Para se entender a complexidade do que são os grupos juvenis que vivem e constituem a rua, é necessário percebermos que a vivência juvenil urbana, ao contrário das décadas anteriores, não compreende mais o elemento síntese, ela é desagregadora e disjuntiva, fluida e mutante, desta feita, a explanação de Canevacci – juventude mutóide estudada a partir de conceitos fluidos apresenta relevante coerência
A atual juventude, representada no que outrora eram as subculturas juvenis não é por acaso modelo de referência para a criação da moda das últimas décadas.

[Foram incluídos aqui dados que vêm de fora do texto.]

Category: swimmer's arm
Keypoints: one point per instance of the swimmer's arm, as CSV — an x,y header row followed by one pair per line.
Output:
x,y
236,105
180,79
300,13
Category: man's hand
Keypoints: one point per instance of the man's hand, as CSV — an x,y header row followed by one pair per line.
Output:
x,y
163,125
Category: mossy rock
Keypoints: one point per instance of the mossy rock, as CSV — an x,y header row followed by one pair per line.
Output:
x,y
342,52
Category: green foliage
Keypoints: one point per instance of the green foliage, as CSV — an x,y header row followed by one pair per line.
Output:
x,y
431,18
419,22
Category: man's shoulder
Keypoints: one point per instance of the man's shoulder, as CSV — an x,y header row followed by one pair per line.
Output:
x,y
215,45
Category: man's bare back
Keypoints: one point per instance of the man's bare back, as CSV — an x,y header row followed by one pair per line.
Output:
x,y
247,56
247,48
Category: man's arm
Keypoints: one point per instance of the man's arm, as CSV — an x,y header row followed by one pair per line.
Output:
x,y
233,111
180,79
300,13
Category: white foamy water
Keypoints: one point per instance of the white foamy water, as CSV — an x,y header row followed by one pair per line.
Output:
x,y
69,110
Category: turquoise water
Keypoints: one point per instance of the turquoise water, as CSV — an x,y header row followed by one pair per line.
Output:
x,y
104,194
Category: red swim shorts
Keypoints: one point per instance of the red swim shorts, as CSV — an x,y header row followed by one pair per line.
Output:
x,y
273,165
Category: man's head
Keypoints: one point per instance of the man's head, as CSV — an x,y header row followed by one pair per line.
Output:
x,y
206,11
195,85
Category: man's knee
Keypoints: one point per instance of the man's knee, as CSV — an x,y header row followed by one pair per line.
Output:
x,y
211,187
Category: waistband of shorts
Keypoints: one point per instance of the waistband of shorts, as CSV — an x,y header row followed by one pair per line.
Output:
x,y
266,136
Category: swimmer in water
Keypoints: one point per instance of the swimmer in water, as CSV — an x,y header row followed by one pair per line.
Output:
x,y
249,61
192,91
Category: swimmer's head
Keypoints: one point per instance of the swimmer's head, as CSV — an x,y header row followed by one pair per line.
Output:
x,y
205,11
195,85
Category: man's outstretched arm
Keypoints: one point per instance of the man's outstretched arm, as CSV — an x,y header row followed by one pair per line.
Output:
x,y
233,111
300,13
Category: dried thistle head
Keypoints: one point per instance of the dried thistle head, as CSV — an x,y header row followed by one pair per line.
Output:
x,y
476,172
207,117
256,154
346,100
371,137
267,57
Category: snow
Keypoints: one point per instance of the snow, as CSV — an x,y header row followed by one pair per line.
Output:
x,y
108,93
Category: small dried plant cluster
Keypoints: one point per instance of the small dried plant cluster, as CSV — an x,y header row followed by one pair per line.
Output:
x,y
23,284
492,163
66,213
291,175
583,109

O romantismo-rebelde-juvenil, chave para a compreensão do conceito de juventude, aparece como a grande geração de tendências, modelos, modos de ser, pensar e mesmo consumir na sociedade moderna.
A idéia de extremo, claramente associada ao conceito de romantismo, move a vivência juvenil urbana rumo ao novo, ao inusitado, ao transgressor. Segundo Corrêa, a juventude dos anos 70 assume a ruptura como padrão, todavia, a juventude extrema dos dias atuais, flutua entre extremos, do novo ao retrô, do autêntico ao clichê. Sem compromissos ideológicos, sem visar o poder, mas como potência, ela descentraliza o poder onde o encontra e, conforme Canevacci, assume a poética em lugar do poder.
“Delimito il campo della culture extreme giovanilli a quelle que si muovono disordinatamente tra gli spazi comunicativi metropolitani e scelgono di innovare confflitualmente i codici. Di smuovere i significante statici. Da produrre significati alterati. Da liberare segni fluidi daí simboli solidi. É questo flusso che, per differenziarlo da um genérico uso de estremo (sport-sesso-politica-arte) chiamo eXtremo.” (Canevacci, 1999:50)
A apropriação da tecnologia de ponta pela juventude altera a noção de Eu/Outro, corpo/mente, humanidade/cibernética. O conceito de entidade de Canevacci traduz a experiência juvenil na rua hoje. O sujeito indefinido que, de forma fluida transita entre papéis sociais, não busca, como na era das subculturas, a identidade, mas sim, a diferença. Neste trânsito, o ethos não é definido e, antropologicamente, são as zonas in between que se tornam representações das culturas juvenis.
A corporalidade se altera, o estatuto do corpo se renova. O conceito de mindfull body expressa essa renovação, significa o corpo cheio de mentes que deixa de ser objeto da mente e a incorpora, tornando-se para-material, sujeito de experiências, semi-autônomo, ao invés de matéria-prima para representação de ideologias (como na subcultura punk ou skinhead) a sensorialidade corpórea contém mentes que experimentam a vivência na urbe.
O corpo torna-se máquina, torna-se arte, torna-se multiplicidade sexual e cultural. É nesse novo estatuto do corpo que a moda, caminhando paralelamente à cultura juvenil eXtrema, assume uma intensa, marcante representatividade na sociedade contemporânea.